One last example from StackOverflow. Say we have a binary vector x and want to replace the two elements following every “1” with “1”. We can use Reduce to create a counter that decrements by 1 in the case of “0” and resets to 3 in the case of “1”, so that any two “0” elements following a “1” correspond to positive values in the counter. Taking the sign then gives the desired result:

x <- rep(0, 14)
x[sample(length(x), 5)] <- 1
x
##  [1] 0 0 1 0 0 0 0 1 0 1 1 0 0 1

(counter <- Reduce(function(s, x_) min(3, max(s-1, 0) + x_), 3*x, accumulate=TRUE))
##  [1] 0 0 3 2 1 0 0 3 2 3 3 2 1 3

sign(counter)
##  [1] 0 0 1 1 1 0 0 1 1 1 1 1 1 1

This solution takes some thought, and perhaps an alternative method would be preferable for the sake of readability. But the point is that Reduce is flexible enough to be a contender for a much wider range of problems than is usually recognized.

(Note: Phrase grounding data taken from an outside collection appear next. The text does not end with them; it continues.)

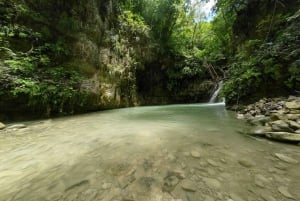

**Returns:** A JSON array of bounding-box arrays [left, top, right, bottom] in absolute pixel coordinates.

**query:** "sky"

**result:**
[[191, 0, 217, 22]]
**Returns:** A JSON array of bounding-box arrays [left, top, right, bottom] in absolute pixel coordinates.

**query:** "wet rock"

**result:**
[[191, 151, 201, 158], [238, 159, 256, 168], [274, 153, 298, 164], [203, 177, 221, 189], [285, 101, 300, 110], [7, 124, 27, 130], [162, 175, 179, 192], [265, 132, 300, 142], [0, 122, 5, 130], [278, 186, 294, 199], [181, 179, 197, 192]]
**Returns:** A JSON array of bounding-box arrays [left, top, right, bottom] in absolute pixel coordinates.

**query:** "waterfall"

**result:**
[[209, 81, 224, 103]]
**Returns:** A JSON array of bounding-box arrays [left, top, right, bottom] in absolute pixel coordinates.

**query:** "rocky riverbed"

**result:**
[[235, 96, 300, 143]]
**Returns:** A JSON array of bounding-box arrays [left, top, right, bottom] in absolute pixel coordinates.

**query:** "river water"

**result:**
[[0, 104, 299, 201]]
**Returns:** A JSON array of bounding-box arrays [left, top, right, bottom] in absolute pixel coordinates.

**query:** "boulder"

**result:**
[[249, 116, 270, 126], [287, 120, 300, 130], [265, 132, 300, 142], [286, 114, 300, 121], [249, 126, 272, 136], [6, 124, 27, 130], [285, 101, 300, 110], [269, 120, 293, 132], [0, 122, 6, 130]]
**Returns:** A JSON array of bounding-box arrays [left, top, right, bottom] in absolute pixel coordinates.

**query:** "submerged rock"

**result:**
[[238, 159, 256, 168], [181, 179, 197, 192], [274, 153, 298, 164], [203, 177, 221, 189], [191, 151, 201, 158], [278, 186, 294, 199], [162, 176, 179, 192]]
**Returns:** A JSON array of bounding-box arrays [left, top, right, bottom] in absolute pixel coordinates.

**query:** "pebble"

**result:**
[[191, 151, 201, 158], [207, 159, 219, 167], [238, 159, 256, 168], [278, 186, 294, 199], [181, 179, 197, 192], [274, 153, 298, 164]]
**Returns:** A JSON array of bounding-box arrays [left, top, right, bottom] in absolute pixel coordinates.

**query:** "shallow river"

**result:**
[[0, 104, 299, 201]]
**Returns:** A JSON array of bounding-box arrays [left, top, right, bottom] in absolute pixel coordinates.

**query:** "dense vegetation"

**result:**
[[0, 0, 299, 120]]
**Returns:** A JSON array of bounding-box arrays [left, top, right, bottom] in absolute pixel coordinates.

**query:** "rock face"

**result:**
[[236, 96, 300, 143]]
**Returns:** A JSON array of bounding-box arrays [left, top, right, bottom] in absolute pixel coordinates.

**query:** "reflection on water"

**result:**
[[0, 104, 299, 201]]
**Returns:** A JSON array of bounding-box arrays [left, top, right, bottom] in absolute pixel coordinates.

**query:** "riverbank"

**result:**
[[233, 96, 300, 144]]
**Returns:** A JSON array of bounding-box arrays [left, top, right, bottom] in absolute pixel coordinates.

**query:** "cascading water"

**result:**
[[209, 81, 225, 103]]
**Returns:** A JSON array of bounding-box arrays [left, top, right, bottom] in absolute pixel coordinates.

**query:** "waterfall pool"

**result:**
[[0, 103, 299, 200]]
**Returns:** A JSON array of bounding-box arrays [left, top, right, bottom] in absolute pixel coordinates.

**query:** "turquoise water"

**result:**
[[0, 104, 299, 200]]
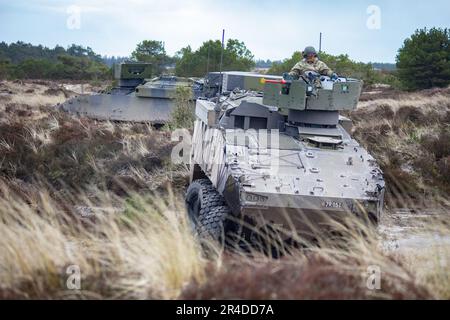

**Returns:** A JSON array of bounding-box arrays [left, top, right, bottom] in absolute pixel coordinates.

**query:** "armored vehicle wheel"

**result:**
[[185, 179, 232, 243], [368, 212, 379, 226], [197, 206, 232, 241]]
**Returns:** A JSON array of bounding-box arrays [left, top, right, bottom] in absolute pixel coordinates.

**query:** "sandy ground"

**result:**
[[0, 79, 107, 107], [381, 208, 450, 253]]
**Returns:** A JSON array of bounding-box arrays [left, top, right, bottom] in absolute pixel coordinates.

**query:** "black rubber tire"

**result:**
[[368, 211, 380, 226], [198, 205, 232, 241], [185, 179, 231, 242]]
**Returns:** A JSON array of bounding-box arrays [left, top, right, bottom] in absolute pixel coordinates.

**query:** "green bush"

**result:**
[[12, 59, 55, 79], [0, 59, 12, 79], [166, 86, 196, 130], [5, 55, 111, 80], [397, 28, 450, 90]]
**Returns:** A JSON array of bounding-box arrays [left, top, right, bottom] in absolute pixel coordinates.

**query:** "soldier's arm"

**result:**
[[318, 61, 333, 77], [288, 62, 304, 79]]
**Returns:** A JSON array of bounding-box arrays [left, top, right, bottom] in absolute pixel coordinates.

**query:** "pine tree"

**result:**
[[397, 28, 450, 90]]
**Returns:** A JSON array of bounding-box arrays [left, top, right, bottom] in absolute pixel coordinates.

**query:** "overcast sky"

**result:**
[[1, 0, 449, 63]]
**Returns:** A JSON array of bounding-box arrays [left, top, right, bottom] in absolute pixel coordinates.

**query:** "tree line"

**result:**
[[0, 43, 110, 80], [1, 27, 449, 91], [268, 27, 449, 90]]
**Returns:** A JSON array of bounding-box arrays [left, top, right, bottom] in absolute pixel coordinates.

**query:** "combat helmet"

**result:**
[[303, 46, 318, 58]]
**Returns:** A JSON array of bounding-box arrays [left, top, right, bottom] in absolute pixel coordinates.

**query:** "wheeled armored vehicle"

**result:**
[[186, 71, 385, 245]]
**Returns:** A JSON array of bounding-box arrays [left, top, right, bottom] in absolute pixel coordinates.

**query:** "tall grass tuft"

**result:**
[[0, 184, 208, 299]]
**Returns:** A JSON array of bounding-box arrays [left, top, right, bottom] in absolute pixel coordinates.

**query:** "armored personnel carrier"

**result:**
[[61, 62, 203, 123], [186, 71, 385, 245]]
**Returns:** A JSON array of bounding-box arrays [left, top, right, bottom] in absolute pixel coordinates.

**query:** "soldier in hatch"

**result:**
[[286, 46, 338, 87]]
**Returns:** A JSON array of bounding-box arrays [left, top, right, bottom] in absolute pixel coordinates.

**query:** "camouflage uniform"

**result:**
[[289, 58, 333, 79]]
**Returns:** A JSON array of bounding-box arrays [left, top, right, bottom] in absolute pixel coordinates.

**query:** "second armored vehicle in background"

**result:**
[[61, 62, 203, 123]]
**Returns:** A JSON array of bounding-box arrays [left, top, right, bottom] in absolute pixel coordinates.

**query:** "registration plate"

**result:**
[[322, 201, 343, 209]]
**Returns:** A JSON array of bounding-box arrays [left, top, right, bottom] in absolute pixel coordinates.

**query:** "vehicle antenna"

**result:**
[[219, 29, 225, 95], [215, 29, 225, 111], [319, 32, 322, 53], [206, 41, 211, 75]]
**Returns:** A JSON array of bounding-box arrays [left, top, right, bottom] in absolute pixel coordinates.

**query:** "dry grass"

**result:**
[[0, 185, 206, 299], [0, 80, 450, 300], [1, 182, 449, 300], [351, 86, 450, 207], [0, 82, 188, 195], [184, 199, 450, 300]]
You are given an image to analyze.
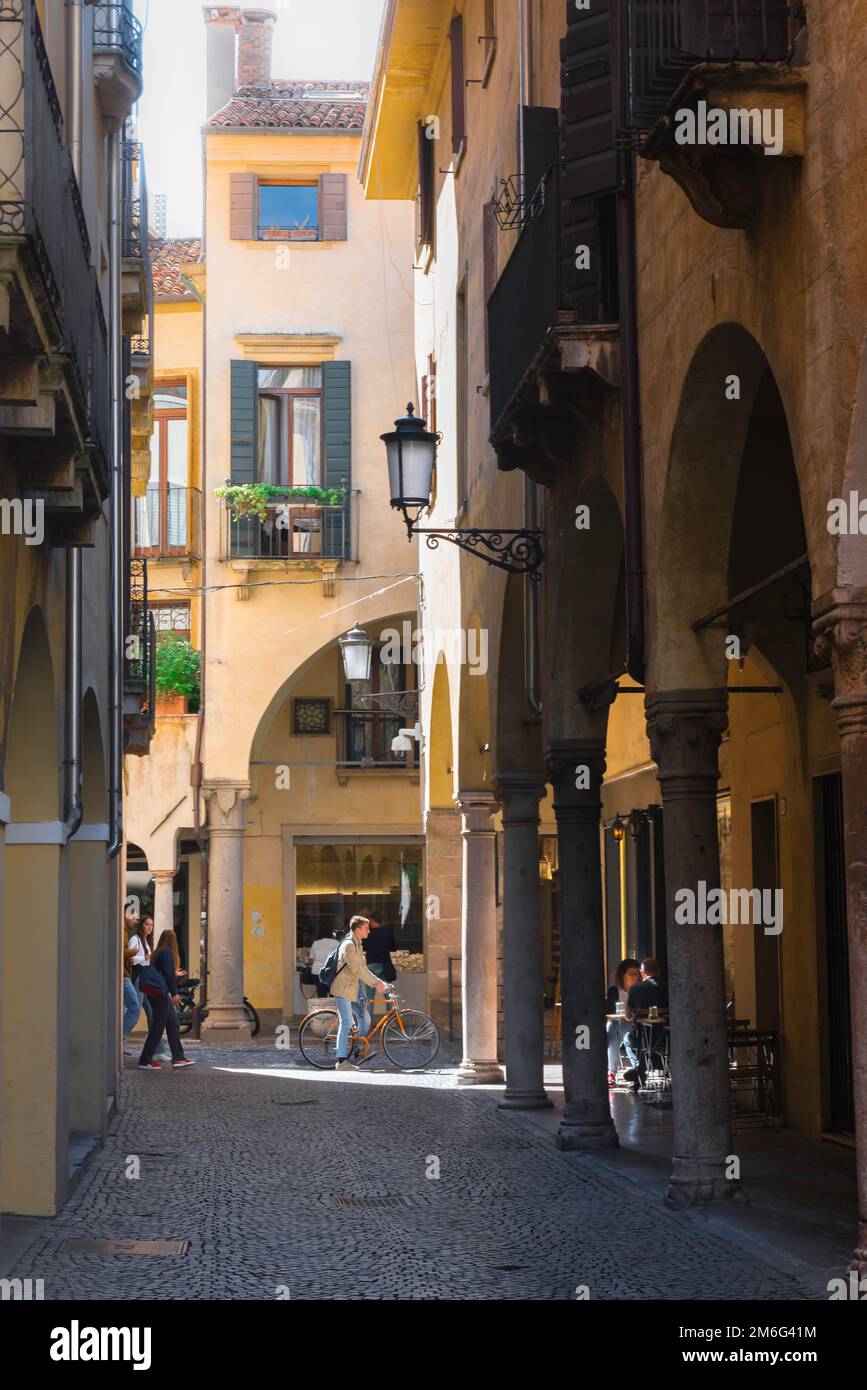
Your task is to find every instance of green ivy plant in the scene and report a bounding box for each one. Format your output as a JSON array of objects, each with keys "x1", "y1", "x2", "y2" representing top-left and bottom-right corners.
[
  {"x1": 215, "y1": 482, "x2": 347, "y2": 522},
  {"x1": 155, "y1": 638, "x2": 201, "y2": 708}
]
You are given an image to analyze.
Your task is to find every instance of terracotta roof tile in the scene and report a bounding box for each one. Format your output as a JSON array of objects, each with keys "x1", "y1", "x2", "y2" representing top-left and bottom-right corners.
[
  {"x1": 151, "y1": 238, "x2": 202, "y2": 299},
  {"x1": 207, "y1": 79, "x2": 369, "y2": 131}
]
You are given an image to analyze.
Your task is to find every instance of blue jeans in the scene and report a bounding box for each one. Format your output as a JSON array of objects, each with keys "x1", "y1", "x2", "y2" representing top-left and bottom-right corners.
[
  {"x1": 334, "y1": 986, "x2": 368, "y2": 1060},
  {"x1": 364, "y1": 962, "x2": 386, "y2": 1009},
  {"x1": 123, "y1": 978, "x2": 141, "y2": 1037}
]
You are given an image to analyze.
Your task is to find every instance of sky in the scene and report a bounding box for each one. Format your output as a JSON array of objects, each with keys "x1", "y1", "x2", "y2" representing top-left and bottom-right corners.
[{"x1": 136, "y1": 0, "x2": 386, "y2": 238}]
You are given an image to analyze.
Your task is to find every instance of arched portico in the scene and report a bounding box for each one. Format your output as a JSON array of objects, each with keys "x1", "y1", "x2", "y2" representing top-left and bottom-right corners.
[
  {"x1": 647, "y1": 326, "x2": 829, "y2": 1209},
  {"x1": 1, "y1": 607, "x2": 65, "y2": 1214}
]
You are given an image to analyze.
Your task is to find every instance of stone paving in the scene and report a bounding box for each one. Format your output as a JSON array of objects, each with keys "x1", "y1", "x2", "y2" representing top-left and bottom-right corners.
[{"x1": 9, "y1": 1042, "x2": 810, "y2": 1300}]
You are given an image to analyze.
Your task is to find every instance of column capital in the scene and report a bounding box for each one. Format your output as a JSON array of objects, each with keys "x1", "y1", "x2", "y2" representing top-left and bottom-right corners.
[
  {"x1": 150, "y1": 868, "x2": 176, "y2": 883},
  {"x1": 645, "y1": 689, "x2": 727, "y2": 802},
  {"x1": 456, "y1": 789, "x2": 499, "y2": 834},
  {"x1": 545, "y1": 739, "x2": 605, "y2": 818},
  {"x1": 813, "y1": 590, "x2": 867, "y2": 735},
  {"x1": 494, "y1": 771, "x2": 546, "y2": 826},
  {"x1": 203, "y1": 779, "x2": 254, "y2": 834}
]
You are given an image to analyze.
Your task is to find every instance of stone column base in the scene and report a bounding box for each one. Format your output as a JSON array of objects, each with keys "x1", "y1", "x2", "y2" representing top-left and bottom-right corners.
[
  {"x1": 200, "y1": 1005, "x2": 252, "y2": 1043},
  {"x1": 556, "y1": 1118, "x2": 619, "y2": 1151},
  {"x1": 499, "y1": 1089, "x2": 553, "y2": 1111},
  {"x1": 456, "y1": 1058, "x2": 504, "y2": 1086},
  {"x1": 664, "y1": 1155, "x2": 743, "y2": 1208}
]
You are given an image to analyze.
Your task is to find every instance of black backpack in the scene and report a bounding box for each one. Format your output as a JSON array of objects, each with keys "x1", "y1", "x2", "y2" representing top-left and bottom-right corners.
[{"x1": 318, "y1": 933, "x2": 351, "y2": 992}]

My hope is that the above examples help illuminate how Reduce (and functional programming) can be used cleverly to provide compact solutions for certain kinds of programming problems.

Of course, if you take a look at the source code for Reduce you’ll see that it uses a for-loop under the hood.↩
The process is restricted to be Markov, i.e., dependent only on the input a and the “current” s, and not on any previously computed values of s.↩
I.e., multiple lines in a data frame after using readLines↩